Baby Clothes

Buying clothes for a growing baby is a bit challenging for many new parents because none of the sizes printed on the labels correspond to the baby's actual age. Particularly if the baby was large at birth (9 pounds or more), you might have to skip the 0 to 3 months clothing right from the start and go directly to a 3 to 6 month wardrobe.

A basic layette consists of a half dozen undershirts and onesies, non-flammable sleepers/rompers (with covered feet), a couple of gowns, at least four pairs of socks or booties, a couple of sweaters, a light jacket, pants/tops, 2 hats or bonnets (knitted for winter; brimmed for summer), 4-6 receiving blankets, buntings and snowsuits (for colder climates) and absorbent bibs.

After you have your basic layette, you should be okay for at least a few weeks. What to buy after that time depends mainly on your baby's growth spurts and also your budget. Not everyone can afford to buy brand-new clothes every few weeks. If your baby is progressing as most do, you should expect to buy larger sizes of clothing (including diapers) every few months. Buying even 9 to 12 month sized clothes on clearance when your baby is only three months old can save you a lot of money.

You will want to buy clothes for both playtime and for special occasions. When it comes to fancy and frilly special-event outfits for baby girls, make sure the material isn't scratchy and that it doesn't get in the way of regular activities.

You can buy as little or as much clothing as you like for your baby, and the choices are seemingly endless. But do bear in mind you will more than likely be flooded with cute babywear at your baby shower (as well as after the birth), since there's always an abundance of baby clothing given as gifts. If you want to buy your baby clothes before the birth try to opt for outfits in bigger sizes. Your new little one will grow an incredible amount in his or her first year, and babies generally aren't picky about what they wear as long as it's comfortable.

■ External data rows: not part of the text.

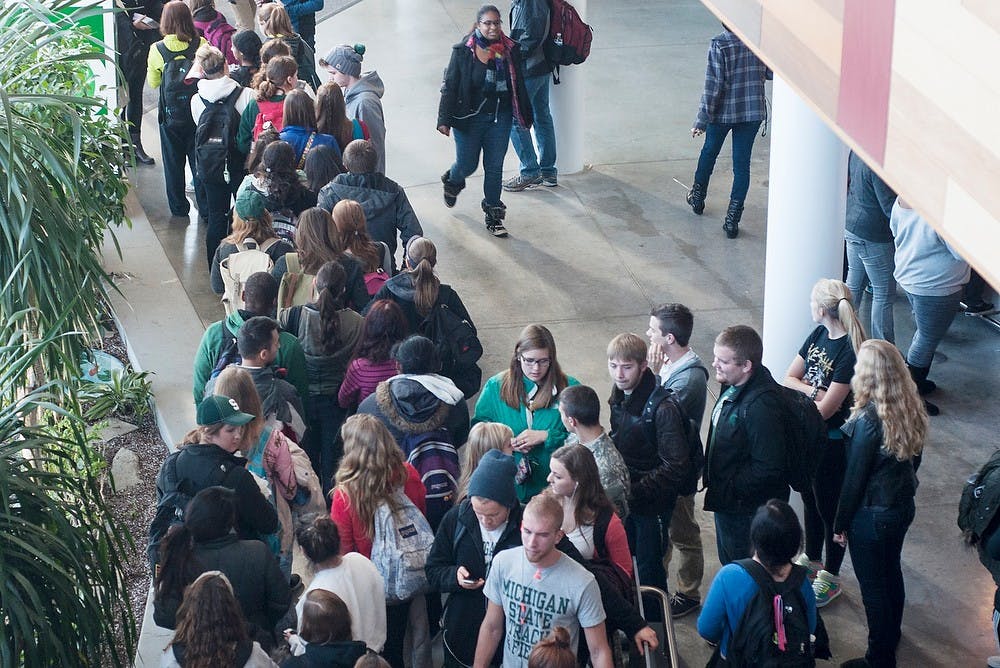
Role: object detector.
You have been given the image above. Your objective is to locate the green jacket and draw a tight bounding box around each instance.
[194,311,309,406]
[472,372,580,503]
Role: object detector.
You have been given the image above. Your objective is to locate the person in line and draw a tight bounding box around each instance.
[844,151,896,343]
[783,278,867,608]
[687,24,772,239]
[473,494,612,668]
[146,0,208,218]
[319,139,424,273]
[833,339,928,668]
[337,299,407,411]
[278,262,362,494]
[330,415,427,668]
[295,516,385,652]
[559,385,631,520]
[503,0,559,192]
[646,303,708,619]
[153,487,291,650]
[704,325,795,566]
[319,44,385,174]
[472,325,580,503]
[698,499,817,665]
[437,5,532,237]
[160,571,277,668]
[549,443,632,579]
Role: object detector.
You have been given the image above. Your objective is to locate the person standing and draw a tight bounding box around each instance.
[687,24,772,239]
[503,0,558,192]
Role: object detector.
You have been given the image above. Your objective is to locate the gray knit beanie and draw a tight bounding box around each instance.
[469,450,517,508]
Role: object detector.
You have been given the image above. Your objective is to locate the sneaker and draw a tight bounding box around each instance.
[503,174,542,193]
[670,593,701,619]
[813,571,841,608]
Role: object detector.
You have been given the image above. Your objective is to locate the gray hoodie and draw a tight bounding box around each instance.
[344,72,385,174]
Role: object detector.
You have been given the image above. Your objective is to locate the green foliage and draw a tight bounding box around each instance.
[79,371,153,421]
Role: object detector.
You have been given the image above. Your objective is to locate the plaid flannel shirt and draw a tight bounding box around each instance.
[694,30,772,130]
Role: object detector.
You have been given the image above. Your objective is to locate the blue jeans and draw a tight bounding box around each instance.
[448,114,513,206]
[847,499,914,668]
[510,74,556,177]
[715,512,753,566]
[844,231,896,343]
[694,121,760,202]
[906,290,962,369]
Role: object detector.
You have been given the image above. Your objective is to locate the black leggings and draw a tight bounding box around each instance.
[802,438,847,575]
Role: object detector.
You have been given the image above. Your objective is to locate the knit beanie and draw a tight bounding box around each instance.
[319,44,365,78]
[469,450,517,508]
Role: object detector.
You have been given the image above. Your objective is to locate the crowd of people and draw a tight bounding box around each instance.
[117,0,992,668]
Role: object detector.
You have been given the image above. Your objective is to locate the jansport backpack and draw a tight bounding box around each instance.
[194,86,243,185]
[219,237,278,316]
[156,40,199,130]
[371,491,434,603]
[542,0,594,84]
[726,559,816,668]
[399,428,461,529]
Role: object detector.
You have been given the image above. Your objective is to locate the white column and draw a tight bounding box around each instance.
[549,0,587,174]
[761,76,848,381]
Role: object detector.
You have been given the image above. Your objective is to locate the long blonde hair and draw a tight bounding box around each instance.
[812,278,868,355]
[334,414,407,538]
[851,339,927,461]
[458,422,514,501]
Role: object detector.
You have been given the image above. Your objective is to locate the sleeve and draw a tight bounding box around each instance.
[604,513,632,577]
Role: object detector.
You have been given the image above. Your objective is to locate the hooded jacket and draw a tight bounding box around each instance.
[317,172,424,266]
[344,72,385,174]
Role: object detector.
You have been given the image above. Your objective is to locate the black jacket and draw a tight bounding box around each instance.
[153,534,291,649]
[437,39,534,130]
[608,369,692,515]
[705,366,789,514]
[833,403,920,533]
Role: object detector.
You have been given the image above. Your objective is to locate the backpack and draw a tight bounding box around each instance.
[146,450,239,578]
[156,40,199,130]
[194,86,243,184]
[740,385,827,493]
[371,490,434,603]
[253,99,285,141]
[958,450,1000,545]
[417,302,483,399]
[219,237,278,316]
[278,253,316,309]
[726,560,818,668]
[639,385,705,496]
[399,428,461,529]
[542,0,594,84]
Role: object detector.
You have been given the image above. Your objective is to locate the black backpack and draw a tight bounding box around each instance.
[639,385,705,496]
[740,384,827,493]
[194,86,243,185]
[156,40,199,130]
[725,559,818,668]
[417,303,483,399]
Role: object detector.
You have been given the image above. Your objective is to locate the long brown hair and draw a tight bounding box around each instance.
[500,325,569,410]
[334,414,407,538]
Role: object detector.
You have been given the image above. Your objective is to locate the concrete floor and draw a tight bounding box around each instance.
[119,0,1000,666]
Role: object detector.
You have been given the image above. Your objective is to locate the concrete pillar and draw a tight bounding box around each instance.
[549,0,587,174]
[761,77,848,380]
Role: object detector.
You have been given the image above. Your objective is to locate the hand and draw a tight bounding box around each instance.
[635,626,660,654]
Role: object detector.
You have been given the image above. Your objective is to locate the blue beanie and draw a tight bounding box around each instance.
[469,450,517,508]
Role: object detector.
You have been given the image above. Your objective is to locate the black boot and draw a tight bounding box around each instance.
[687,183,706,216]
[441,169,462,209]
[482,200,507,237]
[131,133,156,167]
[722,199,743,239]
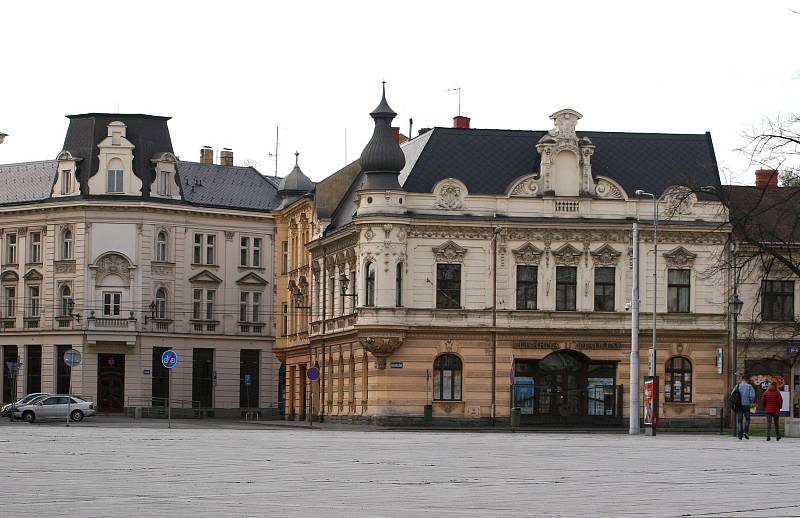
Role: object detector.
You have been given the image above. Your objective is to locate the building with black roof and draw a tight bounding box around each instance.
[0,113,282,416]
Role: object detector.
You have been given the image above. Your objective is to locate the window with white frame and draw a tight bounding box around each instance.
[156,230,167,262]
[28,286,41,317]
[28,232,42,264]
[103,291,122,317]
[5,232,17,264]
[61,229,72,261]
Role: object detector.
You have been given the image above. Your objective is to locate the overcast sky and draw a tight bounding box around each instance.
[0,0,800,183]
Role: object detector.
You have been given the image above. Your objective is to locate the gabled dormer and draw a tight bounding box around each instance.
[89,121,142,196]
[50,149,82,198]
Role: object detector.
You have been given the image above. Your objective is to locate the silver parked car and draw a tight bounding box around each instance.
[14,394,95,423]
[0,392,50,417]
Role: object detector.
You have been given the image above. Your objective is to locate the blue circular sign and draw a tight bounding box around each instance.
[161,349,178,369]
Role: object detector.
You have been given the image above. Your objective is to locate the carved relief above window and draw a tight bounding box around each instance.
[552,243,583,266]
[511,242,544,265]
[664,246,697,268]
[591,244,622,266]
[433,241,467,263]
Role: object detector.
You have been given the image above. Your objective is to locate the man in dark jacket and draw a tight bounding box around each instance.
[764,381,783,441]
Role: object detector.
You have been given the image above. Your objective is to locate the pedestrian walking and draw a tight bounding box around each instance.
[736,376,756,441]
[764,381,783,441]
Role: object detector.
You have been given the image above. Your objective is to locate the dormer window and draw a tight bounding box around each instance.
[106,158,125,194]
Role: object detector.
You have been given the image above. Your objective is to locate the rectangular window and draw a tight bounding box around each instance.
[761,281,794,322]
[192,288,203,320]
[206,290,217,320]
[107,169,123,194]
[192,234,203,264]
[103,292,122,317]
[28,286,40,317]
[436,264,461,309]
[239,237,250,266]
[3,287,17,318]
[517,265,539,309]
[556,266,578,311]
[61,170,72,194]
[667,269,691,313]
[5,232,17,264]
[250,237,261,268]
[28,232,42,263]
[594,267,616,311]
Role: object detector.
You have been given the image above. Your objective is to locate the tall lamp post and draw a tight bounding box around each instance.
[636,189,661,435]
[728,292,744,435]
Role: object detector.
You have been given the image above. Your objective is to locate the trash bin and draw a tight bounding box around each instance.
[424,405,433,423]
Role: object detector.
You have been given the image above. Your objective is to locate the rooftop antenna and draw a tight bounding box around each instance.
[268,126,280,178]
[447,86,461,117]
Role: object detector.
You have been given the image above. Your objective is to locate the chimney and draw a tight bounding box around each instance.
[453,115,469,129]
[219,147,233,165]
[200,146,214,164]
[756,169,778,189]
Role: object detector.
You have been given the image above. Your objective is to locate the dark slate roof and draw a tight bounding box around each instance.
[403,128,719,196]
[178,161,279,210]
[64,113,173,193]
[0,160,58,205]
[722,185,800,244]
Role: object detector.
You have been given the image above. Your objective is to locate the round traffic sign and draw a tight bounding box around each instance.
[64,349,81,368]
[161,349,178,369]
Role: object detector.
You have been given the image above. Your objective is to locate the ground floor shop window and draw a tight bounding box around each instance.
[433,354,462,401]
[664,356,692,403]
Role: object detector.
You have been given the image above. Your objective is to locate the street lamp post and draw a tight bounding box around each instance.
[636,189,661,435]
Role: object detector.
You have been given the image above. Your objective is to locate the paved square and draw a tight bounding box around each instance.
[0,421,800,517]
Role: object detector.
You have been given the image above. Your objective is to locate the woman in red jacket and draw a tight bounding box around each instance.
[764,381,783,441]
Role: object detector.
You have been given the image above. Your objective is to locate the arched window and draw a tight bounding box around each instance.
[58,285,72,317]
[61,229,72,261]
[156,230,167,263]
[394,263,404,308]
[364,262,375,306]
[664,356,692,403]
[433,354,461,401]
[156,288,167,319]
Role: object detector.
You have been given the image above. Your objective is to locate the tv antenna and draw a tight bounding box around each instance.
[447,86,461,117]
[268,126,280,178]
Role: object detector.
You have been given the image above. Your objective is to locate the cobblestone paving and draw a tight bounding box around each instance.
[0,421,800,518]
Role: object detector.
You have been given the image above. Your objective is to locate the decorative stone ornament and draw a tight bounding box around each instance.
[664,246,697,268]
[591,244,622,266]
[552,243,583,266]
[433,241,467,263]
[359,336,403,369]
[511,242,544,265]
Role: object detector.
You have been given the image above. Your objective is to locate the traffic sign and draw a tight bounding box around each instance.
[161,349,178,369]
[64,349,81,368]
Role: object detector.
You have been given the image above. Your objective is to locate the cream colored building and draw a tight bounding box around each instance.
[0,114,280,416]
[300,90,727,425]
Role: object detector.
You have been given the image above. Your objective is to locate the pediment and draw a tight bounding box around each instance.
[433,241,467,263]
[664,246,697,268]
[0,270,19,282]
[511,242,544,264]
[189,270,222,284]
[591,243,622,266]
[236,272,269,286]
[553,243,583,266]
[22,268,44,281]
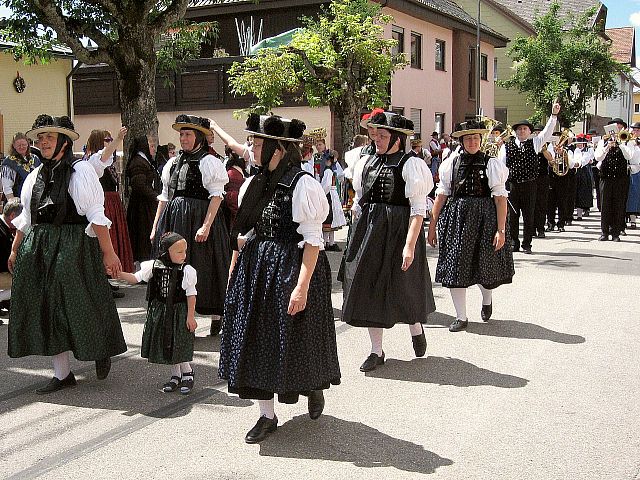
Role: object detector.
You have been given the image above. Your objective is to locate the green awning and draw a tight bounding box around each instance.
[249,28,302,55]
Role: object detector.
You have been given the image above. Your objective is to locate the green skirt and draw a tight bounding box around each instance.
[8,224,127,361]
[140,300,196,365]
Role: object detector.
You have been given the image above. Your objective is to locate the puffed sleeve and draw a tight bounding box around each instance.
[402,157,433,217]
[11,167,42,233]
[292,175,329,250]
[158,157,177,202]
[182,265,198,297]
[133,260,154,283]
[87,148,113,178]
[487,158,509,197]
[436,154,458,197]
[200,155,229,198]
[69,162,111,237]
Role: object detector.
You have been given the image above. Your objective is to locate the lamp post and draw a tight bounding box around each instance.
[476,0,482,115]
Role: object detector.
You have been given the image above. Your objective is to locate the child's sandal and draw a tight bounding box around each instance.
[180,372,193,395]
[162,375,182,393]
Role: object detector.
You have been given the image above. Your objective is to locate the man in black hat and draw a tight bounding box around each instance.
[498,102,560,254]
[596,118,638,242]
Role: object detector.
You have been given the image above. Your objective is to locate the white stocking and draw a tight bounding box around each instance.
[478,285,492,305]
[449,288,467,320]
[51,352,71,380]
[367,328,384,357]
[258,398,276,419]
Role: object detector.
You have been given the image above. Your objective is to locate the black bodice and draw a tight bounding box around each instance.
[505,138,540,183]
[30,160,89,225]
[453,153,491,197]
[147,260,187,304]
[255,167,308,243]
[360,152,413,206]
[170,150,209,200]
[600,147,629,178]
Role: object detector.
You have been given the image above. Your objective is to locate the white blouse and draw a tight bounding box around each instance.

Make sure the baby clothes you buy say "machine washable" on the labels, because you'll have neither the time nor the energy to wash clothes by hand. As a general rule, you should always wash new clothes before dressing your baby in them. Not only does it clean them up after they've been hanging and handled in the stores, but it also makes them softer. Also, some say that washing first can help prevent skin rashes or irritation for babies with sensitive skin.

Once your children have outgrown their baby clothes, you can make a valuable contribution to society by donating your old baby clothes to various charities and organizations.